Risico patiënt beter in te schatten met computerized adaptive testing

02/02/2010 11:24

Universiteit Twente

De gezondheidszorg moet zijn voordeel doen met nieuwe onderzoeksmethoden zoals computerized adaptive testing. Specialisten kunnen het individuele risicoprofiel van patiënten dan beter inschatten. Ze krijgen dan ook meer ruimte voor 'personalized management'. Dat zegt Job van der Palen op donderdag 11 februari 2010 bij zijn inauguratie als bijzonder hoogleraar "Evaluatie en Assessment in Gezondheidsonderzoek" aan de Universiteit Twente. Hij is als klinisch epidemioloog verbonden aan het Medisch Spectrum Twente.

De instelling van de leerstoel levert voor zowel de Universiteit Twente als het MST een win-win-situatie op, aldus Van der Palen. "Aan de UT is de vakgroep Onderzoeksmethodologie, Meetmethoden en Data-Analyse (OMD) veel bezig geweest met toepassing van geavanceerde statistische methoden en technieken in het onderwijsveld, technieken die we graag meenemen naar de medische wereld. Op hun beurt willen ziekenhuizen beter kunnen voorspellen hoe het individuele patiënten in de loop van hun ziekte zal vergaan. Dankzij een aantal onderzoeks- en meettechnieken die bij OMD verder ontwikkeld zijn - denk aan Item Response Theorie (IRT) en Computerized Adaptive Testing (CAT) - wordt dat nu mogelijk."

Neem patiënten die kans hebben binnen nu en een jaar opgenomen te worden voor de chronische longziekte COPD of hieraan te overlijden. Komt zo iemand bij de longafdeling, dan doet die eerst de longfunctietest. De gegevens hiervan worden direct aan het ziekenhuisdatasysteem toegevoegd. Vervolgens gaat de patiënt naar de wachtkamer bij de longarts om een vragenlijst in te vullen. Geen lange lijst op papier. Dankzij Computerized Adaptive Testing is het mogelijk met zo min mogelijk vragen relevante informatie over de ziektetoestand te verzamelen. Ook die gegevens worden meteen aan het ziekenhuisdatasysteem toegevoegd. En dan pas volgt het bezoek aan de longarts. Die opent op zijn computer de status van de patiënt en krijgt meteen te zien wat de kans is dat deze in het komend jaar opgenomen zal worden of zal te komen overlijden. Bovendien is ook te zien welke factoren er nu voor zorgen dat uitgerekend deze patiënt deze prognose heeft. Nu kan de longarts gericht zijn beleid aanpassen. En omdat het niet nodig is elke keer dezelfde vragen te stellen in de weinige tijd die er is, kan die bovendien gericht doorvragen naar aanleiding van de reeds door de patiënt verstrekte informatie.

Dankzij deze onderzoeks- en meettechnieken is ook een beter risicoprofiel te geven voor bijvoorbeeld hartpatiënten. Is bij hen een defibrillator geïmplanteerd, en krijgen ze opnieuw een hartstilstand, dan kunnen ze die als het goed is, overleven, doordat dit apparaat een shock geeft. Alleen zijn er momenteel erg veel mensen met een defibrillator, terwijl slechts een minderheid de rest van hun leven nog eens een hartstilstand meemaakt. Met een verbeterde risico-inschatting zullen we nauwkeuriger kunnen bepalen wie nu wel of niet zo'n defibrillator nodig hebben.

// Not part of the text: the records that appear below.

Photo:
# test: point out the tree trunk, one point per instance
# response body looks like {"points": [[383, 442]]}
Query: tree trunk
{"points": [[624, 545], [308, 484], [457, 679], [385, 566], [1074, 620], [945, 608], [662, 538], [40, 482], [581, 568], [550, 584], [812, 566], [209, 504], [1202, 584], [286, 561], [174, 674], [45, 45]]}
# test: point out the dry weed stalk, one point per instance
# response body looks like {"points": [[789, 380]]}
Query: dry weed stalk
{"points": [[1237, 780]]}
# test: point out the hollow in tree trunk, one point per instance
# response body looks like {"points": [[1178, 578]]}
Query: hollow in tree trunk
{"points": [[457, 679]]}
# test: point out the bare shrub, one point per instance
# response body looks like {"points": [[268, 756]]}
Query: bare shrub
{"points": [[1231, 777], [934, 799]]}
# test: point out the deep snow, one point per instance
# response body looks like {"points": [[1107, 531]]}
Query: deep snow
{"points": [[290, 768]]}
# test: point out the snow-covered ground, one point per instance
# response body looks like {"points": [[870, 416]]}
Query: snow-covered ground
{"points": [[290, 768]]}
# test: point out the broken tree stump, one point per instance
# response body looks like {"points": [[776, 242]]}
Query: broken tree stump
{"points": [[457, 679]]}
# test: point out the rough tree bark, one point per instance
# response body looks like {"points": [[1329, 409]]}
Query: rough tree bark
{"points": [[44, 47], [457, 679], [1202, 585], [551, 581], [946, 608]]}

Of denk aan patiënten die een hartoperatie ondergaan. Een op de vier, vijf blijkt een delirium te ontwikkelen - wat hun gezondheidskansen verslechtert, en uiteraard hun ziekenhuisverblijf verlengt. Bij een betrouwbaarder voorspelling wie zo'n delirium gaat ontwikkelen, zou je de risicogroep al voor de operatie een interventie kunnen geven, met medicijnen of een psychologische weerbaarheidstraining bijvoorbeeld.

"Verbeterde individuele zorg en personalized management, dat is wat de UT en MST met deze nieuwe leerstoel willen bereiken", aldus Van der Palen.